La réflexion est quasiment similaire à présent pour Kévin Vauquelin (Arkéa-B&B Hotels), devenu 5e au général (à 10’21 » de Pogacar) après l’abandon de Remco Evenepoel (3e). « C’est juste incroyable, j’arrive à ne pas être trop loin du groupe du leader, donc c’est un gros step dans ma carrière », savoure le bluffant coureur de 24 ans. Un Top 5 sur le Tour, ça n’est évidemment pas rien, mais autant vous dire que toutes les grandes formations verrouilleront à présent à triple tour chaque éventuelle tentative d’échappée de notre révélation 2025.
« On espère une étape de baroudeurs dimanche »

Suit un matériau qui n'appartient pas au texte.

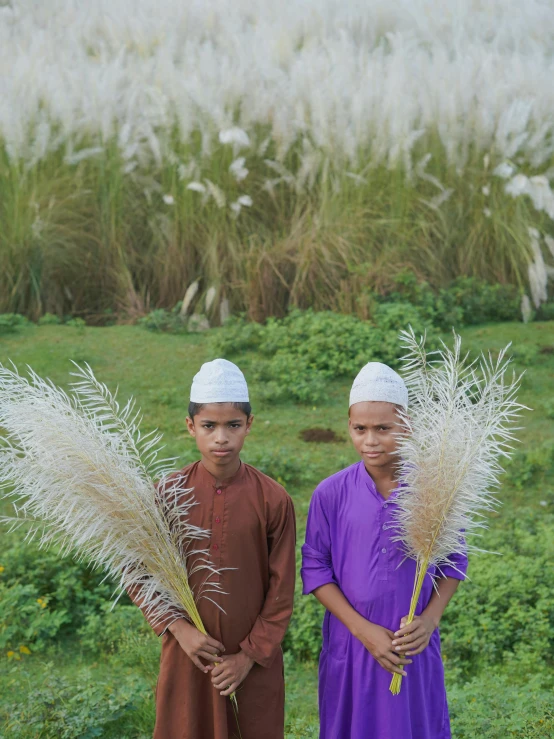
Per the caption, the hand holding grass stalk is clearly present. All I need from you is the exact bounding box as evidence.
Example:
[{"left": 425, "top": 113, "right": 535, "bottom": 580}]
[
  {"left": 390, "top": 330, "right": 525, "bottom": 695},
  {"left": 0, "top": 365, "right": 234, "bottom": 716}
]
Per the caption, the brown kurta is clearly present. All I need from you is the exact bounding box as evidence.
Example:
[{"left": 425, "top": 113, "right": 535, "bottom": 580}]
[{"left": 130, "top": 462, "right": 295, "bottom": 739}]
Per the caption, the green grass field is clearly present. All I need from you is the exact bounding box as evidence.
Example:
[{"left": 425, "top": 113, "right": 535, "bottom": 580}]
[{"left": 0, "top": 322, "right": 554, "bottom": 739}]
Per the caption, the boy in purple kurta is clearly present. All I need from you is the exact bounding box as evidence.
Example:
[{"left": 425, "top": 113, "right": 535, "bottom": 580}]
[{"left": 301, "top": 362, "right": 467, "bottom": 739}]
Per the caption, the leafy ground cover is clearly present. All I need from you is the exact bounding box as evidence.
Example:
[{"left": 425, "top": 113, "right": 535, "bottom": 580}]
[{"left": 0, "top": 319, "right": 554, "bottom": 739}]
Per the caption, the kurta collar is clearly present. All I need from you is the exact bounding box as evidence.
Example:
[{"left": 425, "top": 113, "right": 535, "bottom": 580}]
[
  {"left": 358, "top": 462, "right": 398, "bottom": 504},
  {"left": 198, "top": 460, "right": 245, "bottom": 490}
]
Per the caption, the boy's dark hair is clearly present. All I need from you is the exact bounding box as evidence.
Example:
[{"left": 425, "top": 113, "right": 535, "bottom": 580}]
[{"left": 189, "top": 401, "right": 252, "bottom": 421}]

Là où ça se corse vraiment en vue d’une victoire d’étape française, c’est que même un Jordan Jegat (Total Energies), très remuant sur la dernière étape pyrénéenne, semble être avant tout soucieux du classement général. A présent 11e à moins d’1’30 » de Carlos Rodriguez (Ineos, 10e), il ne cache pas ses ambitions de Top 10. « Je veux refaire des journées comme aujourd’hui, a-t-il annoncé sur Eurosport. Avant le départ de ce Tour, j’ambitionnais d’être parmi le Top 15, mais je ne pensais pas l’être aussi tôt et aussi bien. Après, je suis gourmand : il faut viser une victoire d’étape et un Top 10 au général. »

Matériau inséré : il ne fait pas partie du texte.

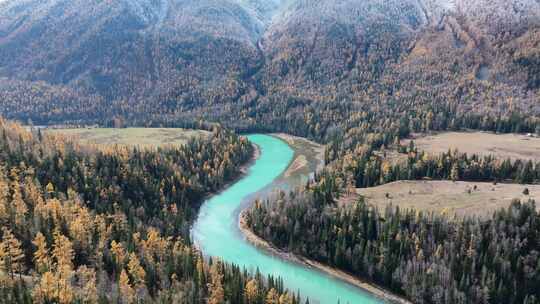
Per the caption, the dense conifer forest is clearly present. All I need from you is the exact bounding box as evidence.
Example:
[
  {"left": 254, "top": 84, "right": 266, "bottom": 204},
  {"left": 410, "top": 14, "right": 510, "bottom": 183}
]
[
  {"left": 247, "top": 191, "right": 540, "bottom": 304},
  {"left": 0, "top": 120, "right": 299, "bottom": 304}
]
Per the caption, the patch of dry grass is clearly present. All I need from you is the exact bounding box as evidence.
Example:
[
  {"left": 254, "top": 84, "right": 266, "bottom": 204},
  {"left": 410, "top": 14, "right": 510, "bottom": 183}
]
[
  {"left": 341, "top": 181, "right": 540, "bottom": 217},
  {"left": 45, "top": 128, "right": 210, "bottom": 147},
  {"left": 403, "top": 132, "right": 540, "bottom": 161}
]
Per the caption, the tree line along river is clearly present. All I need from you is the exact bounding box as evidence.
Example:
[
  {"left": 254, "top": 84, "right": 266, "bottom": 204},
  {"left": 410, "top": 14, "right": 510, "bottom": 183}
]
[{"left": 192, "top": 134, "right": 384, "bottom": 304}]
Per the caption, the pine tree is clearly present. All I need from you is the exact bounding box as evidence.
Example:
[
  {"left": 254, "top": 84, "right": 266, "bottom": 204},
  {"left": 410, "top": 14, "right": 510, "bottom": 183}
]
[
  {"left": 0, "top": 227, "right": 24, "bottom": 279},
  {"left": 244, "top": 279, "right": 259, "bottom": 303},
  {"left": 32, "top": 232, "right": 51, "bottom": 273},
  {"left": 207, "top": 261, "right": 225, "bottom": 304},
  {"left": 265, "top": 288, "right": 279, "bottom": 304}
]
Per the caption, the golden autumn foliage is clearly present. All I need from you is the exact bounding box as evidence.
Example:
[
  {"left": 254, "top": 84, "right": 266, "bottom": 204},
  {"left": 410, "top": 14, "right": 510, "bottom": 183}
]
[{"left": 0, "top": 119, "right": 298, "bottom": 304}]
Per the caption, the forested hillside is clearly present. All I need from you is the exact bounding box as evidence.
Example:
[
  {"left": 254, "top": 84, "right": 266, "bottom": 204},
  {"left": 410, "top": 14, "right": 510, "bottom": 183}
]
[
  {"left": 0, "top": 120, "right": 298, "bottom": 303},
  {"left": 0, "top": 0, "right": 540, "bottom": 141}
]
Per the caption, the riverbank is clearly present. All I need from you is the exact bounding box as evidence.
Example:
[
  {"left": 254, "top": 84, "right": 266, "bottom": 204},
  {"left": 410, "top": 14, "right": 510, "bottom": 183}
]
[
  {"left": 202, "top": 143, "right": 261, "bottom": 201},
  {"left": 238, "top": 210, "right": 412, "bottom": 304}
]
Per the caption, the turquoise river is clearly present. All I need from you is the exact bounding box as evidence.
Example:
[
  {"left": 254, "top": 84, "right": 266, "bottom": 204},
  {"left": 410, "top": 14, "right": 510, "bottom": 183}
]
[{"left": 192, "top": 135, "right": 384, "bottom": 304}]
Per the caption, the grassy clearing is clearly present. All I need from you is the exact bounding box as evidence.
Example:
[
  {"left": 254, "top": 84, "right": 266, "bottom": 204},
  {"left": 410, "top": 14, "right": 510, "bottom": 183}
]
[
  {"left": 272, "top": 133, "right": 324, "bottom": 187},
  {"left": 403, "top": 132, "right": 540, "bottom": 161},
  {"left": 46, "top": 128, "right": 210, "bottom": 147},
  {"left": 341, "top": 181, "right": 540, "bottom": 217}
]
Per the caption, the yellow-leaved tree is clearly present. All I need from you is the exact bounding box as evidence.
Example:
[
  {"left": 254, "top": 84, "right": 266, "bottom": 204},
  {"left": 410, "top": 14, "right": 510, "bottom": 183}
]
[
  {"left": 32, "top": 232, "right": 51, "bottom": 273},
  {"left": 0, "top": 227, "right": 24, "bottom": 280},
  {"left": 244, "top": 279, "right": 259, "bottom": 303},
  {"left": 264, "top": 288, "right": 279, "bottom": 304},
  {"left": 207, "top": 261, "right": 225, "bottom": 304}
]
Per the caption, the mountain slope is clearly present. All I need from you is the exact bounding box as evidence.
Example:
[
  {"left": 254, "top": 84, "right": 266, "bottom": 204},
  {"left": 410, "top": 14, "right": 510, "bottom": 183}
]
[{"left": 0, "top": 0, "right": 540, "bottom": 130}]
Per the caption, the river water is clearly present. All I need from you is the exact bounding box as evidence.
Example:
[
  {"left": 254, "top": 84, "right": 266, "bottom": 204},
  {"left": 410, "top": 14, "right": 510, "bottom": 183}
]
[{"left": 192, "top": 134, "right": 384, "bottom": 304}]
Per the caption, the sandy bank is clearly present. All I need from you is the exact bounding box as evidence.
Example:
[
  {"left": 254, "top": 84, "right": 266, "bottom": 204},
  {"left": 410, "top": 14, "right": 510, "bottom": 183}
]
[{"left": 238, "top": 211, "right": 412, "bottom": 304}]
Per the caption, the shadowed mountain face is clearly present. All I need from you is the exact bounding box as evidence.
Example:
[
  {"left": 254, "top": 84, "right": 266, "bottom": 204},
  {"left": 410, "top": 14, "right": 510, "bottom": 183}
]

Dans cet ordre de priorité, on valide. Car sur une édition 2025 où le maillot jaune est plus verrouillé que jamais avant d’attaquer la dernière semaine, on sent bien que maître « Pogi » est à présent capable de « s’effacer », et qu’un Français pourrait autant en profiter que Thymen Arensman ce samedi. Immense mais mal récompensé sur la 12e étape jeudi, Bruno Armirail (Decathlon AG2R La Mondiale) a le profil de héros de la patrie si les jambes suivent dès l’étape « accidentée » de dimanche entre Muret et Carcassonne.

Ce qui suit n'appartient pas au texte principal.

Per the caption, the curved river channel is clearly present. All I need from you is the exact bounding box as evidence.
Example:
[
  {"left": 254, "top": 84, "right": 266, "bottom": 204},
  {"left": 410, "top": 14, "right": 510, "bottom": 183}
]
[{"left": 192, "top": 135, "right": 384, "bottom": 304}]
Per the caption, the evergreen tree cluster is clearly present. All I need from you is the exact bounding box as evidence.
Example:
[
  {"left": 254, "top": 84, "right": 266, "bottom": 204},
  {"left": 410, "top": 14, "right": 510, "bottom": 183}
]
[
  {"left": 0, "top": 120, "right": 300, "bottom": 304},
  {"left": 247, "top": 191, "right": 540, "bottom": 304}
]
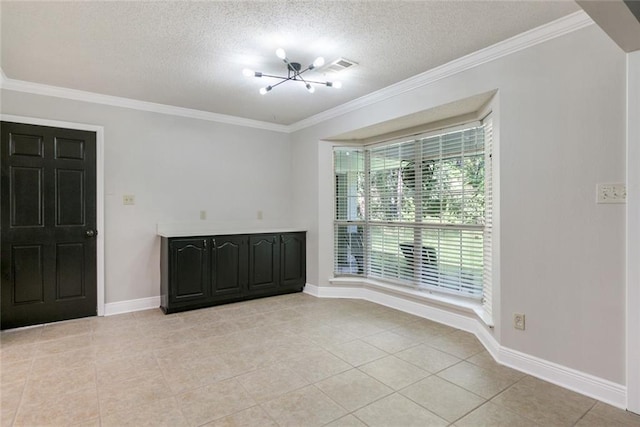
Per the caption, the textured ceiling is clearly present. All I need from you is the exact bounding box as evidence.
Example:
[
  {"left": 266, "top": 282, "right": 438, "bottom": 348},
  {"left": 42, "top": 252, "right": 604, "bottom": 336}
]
[{"left": 0, "top": 0, "right": 579, "bottom": 124}]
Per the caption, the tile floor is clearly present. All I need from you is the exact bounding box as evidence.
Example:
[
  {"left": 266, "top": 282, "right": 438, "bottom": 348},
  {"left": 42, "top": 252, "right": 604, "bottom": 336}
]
[{"left": 0, "top": 294, "right": 640, "bottom": 427}]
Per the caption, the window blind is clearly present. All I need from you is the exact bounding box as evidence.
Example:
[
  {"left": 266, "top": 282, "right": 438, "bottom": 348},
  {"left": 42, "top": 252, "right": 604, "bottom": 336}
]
[
  {"left": 333, "top": 147, "right": 366, "bottom": 275},
  {"left": 482, "top": 115, "right": 493, "bottom": 325},
  {"left": 334, "top": 123, "right": 491, "bottom": 306}
]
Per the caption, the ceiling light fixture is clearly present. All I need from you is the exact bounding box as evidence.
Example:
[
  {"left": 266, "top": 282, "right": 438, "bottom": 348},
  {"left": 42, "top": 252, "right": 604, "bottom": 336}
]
[{"left": 242, "top": 48, "right": 342, "bottom": 95}]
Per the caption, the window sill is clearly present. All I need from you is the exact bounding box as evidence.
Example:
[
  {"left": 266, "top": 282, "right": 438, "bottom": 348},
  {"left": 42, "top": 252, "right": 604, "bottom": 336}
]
[{"left": 329, "top": 277, "right": 493, "bottom": 328}]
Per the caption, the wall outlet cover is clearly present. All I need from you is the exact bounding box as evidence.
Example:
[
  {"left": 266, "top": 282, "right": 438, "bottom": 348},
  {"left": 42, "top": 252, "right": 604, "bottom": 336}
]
[{"left": 513, "top": 313, "right": 525, "bottom": 331}]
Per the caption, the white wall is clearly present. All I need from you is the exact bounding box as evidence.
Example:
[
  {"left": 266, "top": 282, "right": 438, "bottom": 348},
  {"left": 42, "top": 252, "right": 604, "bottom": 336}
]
[
  {"left": 1, "top": 90, "right": 291, "bottom": 303},
  {"left": 292, "top": 25, "right": 625, "bottom": 384},
  {"left": 627, "top": 50, "right": 640, "bottom": 414}
]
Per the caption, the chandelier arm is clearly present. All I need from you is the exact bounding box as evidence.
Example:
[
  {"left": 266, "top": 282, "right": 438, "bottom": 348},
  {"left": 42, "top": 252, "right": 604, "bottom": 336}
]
[{"left": 300, "top": 80, "right": 332, "bottom": 86}]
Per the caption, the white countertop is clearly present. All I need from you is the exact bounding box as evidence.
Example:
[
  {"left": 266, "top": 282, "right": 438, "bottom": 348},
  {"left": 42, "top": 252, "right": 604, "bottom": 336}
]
[{"left": 156, "top": 221, "right": 306, "bottom": 237}]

Notre dossier sur le Tour de France
« On espère comme beaucoup que ça donnera une étape de baroudeurs dimanche, a reconnu son directeur sportif Sébastien Joly, samedi sur Eurosport. On en parle depuis quelque temps car on a quelques coureurs qui pourraient être très intéressés par la victoire d’étape à Carcassonne. » Et si Romain Grégoire et Valentin Madouas (Groupama FDJ), ou tant d’autres coureurs tricolores n’ayant pas d’enjeu au général, pouvaient se joindre pleinement à cette cause nationale jusqu’au 27 juillet, ça ne serait pas de trop.